Trust bootstrap architecture
Establishes the normative startup flow: attest, verify, fetch configuration, install securely, then activate. Sensitive features must fail closed when required steps fail.
Backend abstraction and conformance
Defines the backend as the control plane and requires custom backends to preserve equivalent trust decisions, contract versioning, and capability semantics.
Unified provider abstraction
Creates one orchestration interface for Apple and Google while preserving raw evidence, provider capabilities, and deterministic error classes for backend policy.
Protected configuration lifecycle
Treats configuration as a security-governed asset with integrity validation, secure storage, versioning, rotation, revocation, and anti-rollback controls.
Native protection boundaries
Allows obfuscated native code as defense in depth, but rejects it as a trust anchor. Native helpers may raise reverse-engineering cost without becoming the policy authority.
Startup policy and failure handling
Defines the canonical outcome model that keeps protected features off by default and makes retries, blocking states, and hard exits explicit and policy-driven.
Key architectural themes
Backend authority over client optimism
The client may sanity-check data and enforce outcomes, but the backend remains authoritative for allow, deny, degrade, and TTL decisions.
No silent downgrade
Capability negotiation and fallback behavior must remain explicit. Unsupported environments should not quietly weaken the trust posture.

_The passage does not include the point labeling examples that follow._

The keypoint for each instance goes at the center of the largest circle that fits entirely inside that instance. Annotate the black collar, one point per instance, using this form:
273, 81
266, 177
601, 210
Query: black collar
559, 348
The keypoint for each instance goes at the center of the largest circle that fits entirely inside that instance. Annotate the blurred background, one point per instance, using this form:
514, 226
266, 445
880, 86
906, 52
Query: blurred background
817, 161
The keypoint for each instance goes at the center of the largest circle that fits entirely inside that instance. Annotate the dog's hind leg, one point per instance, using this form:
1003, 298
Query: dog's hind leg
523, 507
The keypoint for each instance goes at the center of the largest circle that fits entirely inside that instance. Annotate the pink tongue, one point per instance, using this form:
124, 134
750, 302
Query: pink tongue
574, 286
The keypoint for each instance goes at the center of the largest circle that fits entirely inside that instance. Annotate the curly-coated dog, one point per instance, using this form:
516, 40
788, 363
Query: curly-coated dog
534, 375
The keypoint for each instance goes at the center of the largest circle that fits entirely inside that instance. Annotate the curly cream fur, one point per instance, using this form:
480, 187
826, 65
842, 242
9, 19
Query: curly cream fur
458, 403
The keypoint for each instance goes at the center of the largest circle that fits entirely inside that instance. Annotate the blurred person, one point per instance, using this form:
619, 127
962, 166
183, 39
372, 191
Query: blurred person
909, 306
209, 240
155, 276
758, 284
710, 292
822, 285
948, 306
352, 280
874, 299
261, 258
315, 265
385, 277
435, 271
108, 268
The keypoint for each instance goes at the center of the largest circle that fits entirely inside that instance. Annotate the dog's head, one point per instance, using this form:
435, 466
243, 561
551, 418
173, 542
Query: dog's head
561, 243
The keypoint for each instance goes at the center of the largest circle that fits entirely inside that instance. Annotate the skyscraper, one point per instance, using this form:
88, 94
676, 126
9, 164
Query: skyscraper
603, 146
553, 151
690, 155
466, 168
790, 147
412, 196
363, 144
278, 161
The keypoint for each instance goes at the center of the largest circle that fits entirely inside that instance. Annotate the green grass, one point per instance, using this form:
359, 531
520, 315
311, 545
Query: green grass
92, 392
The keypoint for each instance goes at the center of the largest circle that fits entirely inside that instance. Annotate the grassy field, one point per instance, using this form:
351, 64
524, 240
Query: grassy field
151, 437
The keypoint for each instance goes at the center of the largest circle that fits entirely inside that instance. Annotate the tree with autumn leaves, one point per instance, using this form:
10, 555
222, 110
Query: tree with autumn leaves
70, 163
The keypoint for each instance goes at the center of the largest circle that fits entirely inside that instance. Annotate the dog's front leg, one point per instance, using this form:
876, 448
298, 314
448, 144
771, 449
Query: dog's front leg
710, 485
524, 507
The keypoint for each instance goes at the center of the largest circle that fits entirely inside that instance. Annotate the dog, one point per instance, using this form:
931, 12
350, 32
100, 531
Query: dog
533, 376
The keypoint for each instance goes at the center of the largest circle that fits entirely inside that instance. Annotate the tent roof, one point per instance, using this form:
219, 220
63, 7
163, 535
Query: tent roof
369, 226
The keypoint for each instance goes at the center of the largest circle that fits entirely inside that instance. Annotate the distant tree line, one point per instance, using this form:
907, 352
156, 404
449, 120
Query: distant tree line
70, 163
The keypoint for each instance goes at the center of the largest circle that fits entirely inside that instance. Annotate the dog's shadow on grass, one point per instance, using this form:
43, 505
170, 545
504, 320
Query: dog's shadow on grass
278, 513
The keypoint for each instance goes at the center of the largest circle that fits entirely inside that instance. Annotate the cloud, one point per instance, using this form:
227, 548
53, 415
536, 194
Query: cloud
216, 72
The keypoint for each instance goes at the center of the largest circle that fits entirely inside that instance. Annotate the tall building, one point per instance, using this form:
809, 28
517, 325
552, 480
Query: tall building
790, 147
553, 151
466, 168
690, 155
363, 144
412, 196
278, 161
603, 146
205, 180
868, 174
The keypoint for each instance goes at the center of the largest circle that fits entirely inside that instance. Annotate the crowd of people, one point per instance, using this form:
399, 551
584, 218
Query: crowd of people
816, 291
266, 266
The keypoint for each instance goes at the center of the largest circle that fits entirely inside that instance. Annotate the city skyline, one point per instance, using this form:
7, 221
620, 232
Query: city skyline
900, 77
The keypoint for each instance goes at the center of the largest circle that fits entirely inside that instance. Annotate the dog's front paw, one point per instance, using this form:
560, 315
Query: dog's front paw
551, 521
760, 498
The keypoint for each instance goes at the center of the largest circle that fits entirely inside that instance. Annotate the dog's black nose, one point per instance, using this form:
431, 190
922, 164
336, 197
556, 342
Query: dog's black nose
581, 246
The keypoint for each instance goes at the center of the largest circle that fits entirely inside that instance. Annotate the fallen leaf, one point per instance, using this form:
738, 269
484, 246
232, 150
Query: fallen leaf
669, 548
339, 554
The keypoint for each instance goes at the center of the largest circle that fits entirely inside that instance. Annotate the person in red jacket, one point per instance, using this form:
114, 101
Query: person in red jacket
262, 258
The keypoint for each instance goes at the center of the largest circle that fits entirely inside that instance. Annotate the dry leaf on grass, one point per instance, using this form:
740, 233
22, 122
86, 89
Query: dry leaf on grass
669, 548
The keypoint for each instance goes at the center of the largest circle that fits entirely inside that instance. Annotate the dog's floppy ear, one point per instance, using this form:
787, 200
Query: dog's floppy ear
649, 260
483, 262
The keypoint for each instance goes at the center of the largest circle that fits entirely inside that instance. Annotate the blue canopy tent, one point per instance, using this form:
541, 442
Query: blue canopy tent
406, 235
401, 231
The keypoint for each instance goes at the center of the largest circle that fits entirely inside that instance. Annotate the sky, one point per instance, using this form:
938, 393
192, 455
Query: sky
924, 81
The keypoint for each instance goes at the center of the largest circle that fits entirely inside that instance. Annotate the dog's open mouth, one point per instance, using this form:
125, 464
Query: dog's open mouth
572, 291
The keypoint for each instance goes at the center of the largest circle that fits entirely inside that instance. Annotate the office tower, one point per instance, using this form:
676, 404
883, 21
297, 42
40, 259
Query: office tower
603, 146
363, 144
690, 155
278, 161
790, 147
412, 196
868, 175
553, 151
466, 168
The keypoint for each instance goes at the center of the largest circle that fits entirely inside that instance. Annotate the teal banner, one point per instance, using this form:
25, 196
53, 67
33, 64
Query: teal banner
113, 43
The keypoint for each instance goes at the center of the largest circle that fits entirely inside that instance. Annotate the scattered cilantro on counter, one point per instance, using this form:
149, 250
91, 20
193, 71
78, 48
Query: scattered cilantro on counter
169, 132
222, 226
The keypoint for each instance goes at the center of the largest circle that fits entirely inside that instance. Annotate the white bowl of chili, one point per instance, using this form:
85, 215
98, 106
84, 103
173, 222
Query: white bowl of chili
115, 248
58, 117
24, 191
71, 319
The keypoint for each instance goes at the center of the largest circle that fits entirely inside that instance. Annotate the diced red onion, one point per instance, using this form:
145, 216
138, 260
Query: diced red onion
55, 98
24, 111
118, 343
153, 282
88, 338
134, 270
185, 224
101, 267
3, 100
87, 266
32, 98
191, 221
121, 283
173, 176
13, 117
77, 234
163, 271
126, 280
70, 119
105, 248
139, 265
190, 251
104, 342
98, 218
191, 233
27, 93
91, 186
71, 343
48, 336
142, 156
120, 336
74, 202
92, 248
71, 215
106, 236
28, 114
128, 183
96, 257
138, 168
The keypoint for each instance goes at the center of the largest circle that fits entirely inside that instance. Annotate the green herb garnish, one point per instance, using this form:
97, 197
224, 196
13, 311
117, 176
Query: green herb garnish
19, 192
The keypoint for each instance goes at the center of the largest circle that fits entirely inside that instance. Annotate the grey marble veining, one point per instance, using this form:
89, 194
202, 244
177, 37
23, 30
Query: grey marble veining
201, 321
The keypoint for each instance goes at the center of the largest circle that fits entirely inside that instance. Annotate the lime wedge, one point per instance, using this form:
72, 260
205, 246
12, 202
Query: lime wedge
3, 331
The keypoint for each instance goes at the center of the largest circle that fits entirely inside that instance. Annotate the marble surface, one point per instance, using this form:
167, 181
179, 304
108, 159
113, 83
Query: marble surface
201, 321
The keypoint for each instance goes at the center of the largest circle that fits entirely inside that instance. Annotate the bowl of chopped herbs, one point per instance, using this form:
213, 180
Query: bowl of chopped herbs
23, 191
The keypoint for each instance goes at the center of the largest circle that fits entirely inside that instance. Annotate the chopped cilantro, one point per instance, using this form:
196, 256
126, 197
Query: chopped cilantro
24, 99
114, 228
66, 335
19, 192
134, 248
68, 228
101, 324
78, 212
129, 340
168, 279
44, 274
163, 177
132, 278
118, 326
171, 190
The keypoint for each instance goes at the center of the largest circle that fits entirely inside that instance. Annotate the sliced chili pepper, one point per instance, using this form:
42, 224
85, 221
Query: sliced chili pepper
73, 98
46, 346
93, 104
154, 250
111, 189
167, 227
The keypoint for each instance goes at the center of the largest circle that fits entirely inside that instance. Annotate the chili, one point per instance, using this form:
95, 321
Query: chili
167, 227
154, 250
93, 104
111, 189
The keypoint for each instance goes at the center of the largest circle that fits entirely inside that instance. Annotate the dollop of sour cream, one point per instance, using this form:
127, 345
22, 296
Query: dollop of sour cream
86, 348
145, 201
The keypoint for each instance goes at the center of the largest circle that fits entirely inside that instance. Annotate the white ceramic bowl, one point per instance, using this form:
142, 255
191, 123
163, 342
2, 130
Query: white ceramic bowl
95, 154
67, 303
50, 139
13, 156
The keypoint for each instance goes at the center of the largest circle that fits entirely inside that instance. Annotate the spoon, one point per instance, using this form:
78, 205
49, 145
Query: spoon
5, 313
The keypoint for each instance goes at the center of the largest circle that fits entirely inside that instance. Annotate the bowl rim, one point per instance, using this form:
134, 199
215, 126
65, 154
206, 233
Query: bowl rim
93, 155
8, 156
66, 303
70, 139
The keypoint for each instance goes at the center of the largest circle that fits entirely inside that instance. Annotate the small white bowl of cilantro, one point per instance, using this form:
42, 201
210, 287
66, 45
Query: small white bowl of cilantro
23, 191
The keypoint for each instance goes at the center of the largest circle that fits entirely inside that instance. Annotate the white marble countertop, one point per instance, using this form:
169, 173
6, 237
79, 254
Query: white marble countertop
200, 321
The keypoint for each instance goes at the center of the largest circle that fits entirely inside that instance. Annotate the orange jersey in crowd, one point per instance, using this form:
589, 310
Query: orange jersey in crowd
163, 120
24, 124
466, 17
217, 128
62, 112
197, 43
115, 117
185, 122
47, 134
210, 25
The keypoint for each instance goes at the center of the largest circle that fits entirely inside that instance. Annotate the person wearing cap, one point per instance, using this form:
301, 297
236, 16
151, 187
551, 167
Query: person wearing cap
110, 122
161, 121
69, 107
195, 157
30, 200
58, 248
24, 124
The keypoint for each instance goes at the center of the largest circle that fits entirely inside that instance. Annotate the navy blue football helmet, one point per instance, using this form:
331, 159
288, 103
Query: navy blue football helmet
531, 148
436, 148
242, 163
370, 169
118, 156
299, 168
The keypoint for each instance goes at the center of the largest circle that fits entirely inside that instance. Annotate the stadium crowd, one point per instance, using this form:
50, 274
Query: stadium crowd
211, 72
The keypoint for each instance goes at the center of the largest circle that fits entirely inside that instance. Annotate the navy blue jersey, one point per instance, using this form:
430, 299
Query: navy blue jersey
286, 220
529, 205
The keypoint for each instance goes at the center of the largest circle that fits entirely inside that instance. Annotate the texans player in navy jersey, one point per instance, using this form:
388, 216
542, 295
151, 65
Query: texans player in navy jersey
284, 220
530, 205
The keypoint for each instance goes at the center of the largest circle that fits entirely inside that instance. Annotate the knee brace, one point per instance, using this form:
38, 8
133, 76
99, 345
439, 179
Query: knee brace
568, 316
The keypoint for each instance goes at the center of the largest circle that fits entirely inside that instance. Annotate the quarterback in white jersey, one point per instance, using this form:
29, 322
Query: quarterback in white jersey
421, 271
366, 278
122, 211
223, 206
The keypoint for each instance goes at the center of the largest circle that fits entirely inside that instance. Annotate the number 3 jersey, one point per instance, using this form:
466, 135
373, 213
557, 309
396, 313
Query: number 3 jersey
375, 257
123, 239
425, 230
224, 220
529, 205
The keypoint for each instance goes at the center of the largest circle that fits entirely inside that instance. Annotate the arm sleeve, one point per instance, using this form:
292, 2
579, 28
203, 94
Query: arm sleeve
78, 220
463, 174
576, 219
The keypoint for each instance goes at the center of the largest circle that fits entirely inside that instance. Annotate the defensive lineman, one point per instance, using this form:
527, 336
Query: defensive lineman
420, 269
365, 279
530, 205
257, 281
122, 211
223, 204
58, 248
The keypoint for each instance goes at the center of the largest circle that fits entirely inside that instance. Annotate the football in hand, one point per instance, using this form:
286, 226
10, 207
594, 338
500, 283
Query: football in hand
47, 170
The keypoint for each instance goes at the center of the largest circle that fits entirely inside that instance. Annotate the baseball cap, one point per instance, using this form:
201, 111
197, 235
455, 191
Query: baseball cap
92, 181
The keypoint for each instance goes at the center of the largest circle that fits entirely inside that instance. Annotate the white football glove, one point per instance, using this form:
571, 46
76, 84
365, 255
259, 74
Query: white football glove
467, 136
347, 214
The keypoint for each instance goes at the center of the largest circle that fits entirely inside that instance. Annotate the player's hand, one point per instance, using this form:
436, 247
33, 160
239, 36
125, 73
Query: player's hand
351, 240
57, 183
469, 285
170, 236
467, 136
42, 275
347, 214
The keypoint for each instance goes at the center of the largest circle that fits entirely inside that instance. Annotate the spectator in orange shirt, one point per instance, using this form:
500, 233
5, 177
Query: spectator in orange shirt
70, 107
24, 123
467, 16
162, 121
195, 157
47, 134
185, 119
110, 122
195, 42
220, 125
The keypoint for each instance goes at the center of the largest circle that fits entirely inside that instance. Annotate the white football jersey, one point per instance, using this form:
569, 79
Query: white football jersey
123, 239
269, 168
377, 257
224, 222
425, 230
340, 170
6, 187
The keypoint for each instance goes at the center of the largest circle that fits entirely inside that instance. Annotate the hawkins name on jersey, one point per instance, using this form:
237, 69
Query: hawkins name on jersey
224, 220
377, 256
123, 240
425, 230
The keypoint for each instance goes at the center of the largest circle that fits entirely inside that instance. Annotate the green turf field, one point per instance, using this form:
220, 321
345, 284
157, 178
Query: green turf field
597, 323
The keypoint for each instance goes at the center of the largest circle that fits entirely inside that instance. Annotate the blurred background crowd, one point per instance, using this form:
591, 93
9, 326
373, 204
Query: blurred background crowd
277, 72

Configuration as a control asset
Protected config is tied to policy and integrity state. It is not generic app settings delivered without trust context.
Canonical startup outcomes
RFC-0006 reduces all startup results into six outcome classes so the SDK can be implemented consistently across platforms.
ALLOW
Trust bootstrap succeeded, protected config is valid, and protected features may be enabled.
ALLOW_DEGRADED
Only explicitly approved non-sensitive behavior may continue while protected features remain disabled.
RETRYABLE_FAILURE
Temporary conditions such as timeout or backend interruption justify controlled retry logic.
DENY_POLICY
The backend rejected the presented environment or rule profile and the app remains contained.
DENY_INTEGRITY
Integrity, signature, rollback, or revocation failures make trusted operation unsafe.
UNSUPPORTED_ENVIRONMENT
The required provider, contract, or secure storage capability is not available for policy-compliant startup.
Practical implication
Taken together, the RFCs are not just describing an SDK wrapper around Apple App Attest and Google Play Integrity. They describe a mobile trust system with explicit trust boundaries, a backend control plane, governed config delivery, and deterministic behavior under failure.
That makes the proposal more operationally demanding, but it also makes it more suitable for real protected features, customer-managed deployments, and formal conformance testing.
Conclusion
A security posture expressed as startup architecture.
The Project Digitalis RFC suite defines a mobile SDK shaped like a control system rather than a helper library. Trust decisions stay backend-authoritative, protected features stay off by default, and protected configuration only activates after a full verified flow.
That is the central idea running through the full RFC set, and it is the basis for the landing page, product positioning, and future implementation work.